Many parents are surprised to see such an early age recommended, having thought instead to wait into their children’s toddler years to bring them to the denist. In fact, the recommendation for a child’s first dental visit to occur at or before age one has been the standard since 2001. Once dentists understood cavities to be a chronic bacterial disease with a behavioral component, the paradigm shifted and dentists began prioritizing early prevention.


What can I expect at my child's first visit?


There are three primary purposes of this visit:


1: Establishing Comfort: Introducing your little one to the dentist and warming them up to the dental office setting, in a brief and relaxed introductory visit.


2: Risk Assessment & Anticipatory Guidance : Providing oral hygiene and feeding instructions, home care, and other recommendations for a healthy mouth.


3: Oral Examination: Examining your child to ensure there are no early signs of dental developmental anomalies, early childhood cavities, or other findings requiring early intervention or close monitoring.





Are there any pointers or ways I should prepare for my child's first dental visit?


· Schedule your child’s visit during a time that sets you up for success - i.e. the time of day when your child tends to be the least fussy.


· Feel free to bring your child to one of your own appointments, or if you know you are going to be in the area, you can even give us a call and bring your little one in just to look around prior to their first dental visit .
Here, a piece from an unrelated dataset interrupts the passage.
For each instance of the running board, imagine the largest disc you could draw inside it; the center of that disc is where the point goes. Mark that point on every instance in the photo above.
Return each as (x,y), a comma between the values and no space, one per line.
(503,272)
· Read a story about visiting the dentist or even role play!


· When talking to your child, keep the words light and positive. Although parents may mean well by telling their child not to be scared or that it won't hurt, those words actually do just the opposite and have been shown to increase apprehension.


· Tell us about your child and any special needs they may have.


· When the time comes to visit us, let your child bring a favorite toy.


· If your child becomes upset during this visit and we need to reschedule for another time, that is OK! We will try again on another day.


· If the visit goes well, positive reinforcement (such as stickers, toys, etc.) and praise works well.